Written evidence submitted by Prover Technology (RTC0029)
Executive summary
- Prover Technology is a leading supplier of software products that are used for reducing effort and calendar time in development and safety approval of rail control systems. A number of railway infrastructure managers have standardized on using the company’s software products for certain types of rail control systems (e.g. Swedish Rail, Norwegian Rail, freight railroad Canadian Pacific and the metros of Paris, New York and Stockholm). The products are used for rail control systems by most of the larger suppliers in on-going projects in North America, Europe and Asia.
- The schedule targets formulated by the Digital Railway pose several challenges. This document is primarily concerned with schedule challenges for track-side rail control systems (interlocking and RBC) for the Digital Railway, thus excluding challenges specific to on-board (ETCS) and traffic management (TMS).
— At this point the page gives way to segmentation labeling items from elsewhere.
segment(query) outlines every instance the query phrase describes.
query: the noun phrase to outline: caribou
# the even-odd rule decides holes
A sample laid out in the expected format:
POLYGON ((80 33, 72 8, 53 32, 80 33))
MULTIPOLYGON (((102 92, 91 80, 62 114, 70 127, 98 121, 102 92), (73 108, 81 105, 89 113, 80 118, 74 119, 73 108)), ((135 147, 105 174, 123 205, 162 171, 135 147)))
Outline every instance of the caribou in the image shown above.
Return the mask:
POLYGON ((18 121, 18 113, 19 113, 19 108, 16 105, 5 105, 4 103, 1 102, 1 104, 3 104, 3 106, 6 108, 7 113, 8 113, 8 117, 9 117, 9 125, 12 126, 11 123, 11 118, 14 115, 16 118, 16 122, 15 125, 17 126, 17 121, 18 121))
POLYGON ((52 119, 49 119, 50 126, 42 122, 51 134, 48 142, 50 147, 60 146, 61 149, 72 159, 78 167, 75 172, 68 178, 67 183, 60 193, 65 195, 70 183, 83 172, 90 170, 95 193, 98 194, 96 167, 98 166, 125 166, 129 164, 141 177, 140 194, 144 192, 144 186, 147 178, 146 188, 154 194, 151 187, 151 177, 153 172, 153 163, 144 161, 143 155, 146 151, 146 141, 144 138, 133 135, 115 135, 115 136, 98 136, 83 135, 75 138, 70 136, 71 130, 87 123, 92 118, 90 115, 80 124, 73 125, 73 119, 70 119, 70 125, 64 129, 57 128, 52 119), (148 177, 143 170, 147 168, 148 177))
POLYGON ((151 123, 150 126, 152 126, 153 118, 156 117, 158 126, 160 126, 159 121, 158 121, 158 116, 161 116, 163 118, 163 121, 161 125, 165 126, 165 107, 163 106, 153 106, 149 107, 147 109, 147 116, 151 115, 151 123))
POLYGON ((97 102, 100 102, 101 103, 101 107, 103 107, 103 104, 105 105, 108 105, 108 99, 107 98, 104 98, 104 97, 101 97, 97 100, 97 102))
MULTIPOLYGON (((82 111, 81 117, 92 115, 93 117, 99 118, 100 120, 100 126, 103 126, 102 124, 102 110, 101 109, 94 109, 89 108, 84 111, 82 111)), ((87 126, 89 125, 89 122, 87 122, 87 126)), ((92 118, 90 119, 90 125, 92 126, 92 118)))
- The Digital Railway plans to install new train control systems to increase traffic capacity. The choice to install ERTMS rather than conventional signalling technology may be the most efficient option, at least long-term, while there are many question marks related to the success of the ERTMS initiative to date, and the efficiency with which such systems can be commissioned.
- To deliver the Digital Railway, the traditional narrative for development and safety assessment of train control systems has to be abandoned. Traditional methods are too labour-intensive and time-consuming to meet the objectives and schedule for the Digital Railway.
- The processes by which new products and systems are approved for revenue service are critical for the success and schedule targets of the Digital Railway. Especially, the Digital Railway requires software-automated creation of safety evidence for new train control systems based on mathematical proof, to dramatically reduce the effort and calendar time required for safety assessment and certification of sub systems/components. This is a generic method for efficient and reliable creation of safety cases, reducing the work required to establish the safety evidence for each implementation to a minimum. Traditional safety assessment carried out by ‘principles testers’ constitute a bottleneck and source of uncertainty, due to differing interpretations of what is required, creating significant risks for cost increase and schedule delay.
- The success of the Digital Railway requires that modern methods are used for development and safety approval of new train control systems. This is mature technology that is commercially available, as presented at the IRSE Presidential Programme meeting on Dec 8, 2015; once non-recurring engineering work has been completed, generation of a specific interlocking including testing and proof-based safety evidence creation can be completed in just one day. This is significantly more efficient than traditional methods, which typically consume calendar months up to a year or more to accomplish the same result.
Proposals
The following proposals are intended to assist in letting go of the traditional narrative for development and safety assessment, and to achieve significant savings in cost and commissioning time in parallel with large improvements in safety. To this end, the Digital Railway should ensure that:
- UK legislation allows for safety assessment and certification of train control sub systems to be based on mathematical proof of safety requirements, with such safety evidence being created by trusted software products.
- Standard interfaces and safety requirements for interchangeable wayside train control system equipment (from different vendors) are established, to benefit from automatically created safety evidence based on proof of safety requirements and automated design.
- A strong central engineering group is established to co-ordinate and maintain signalling system principle specification standards for the Digital Railway, including standard interfaces and vendor-neutral safety requirement specifications. This group’s specifications should establish the design of the signalling systems, required to ensure there is one national solution for signalling and train control, with the risk of multiple variations being managed out. This group’s work should benefit from modern, vendor-neutral software automation tools and practices, as well as experts in applying such modern software engineering tools and methods.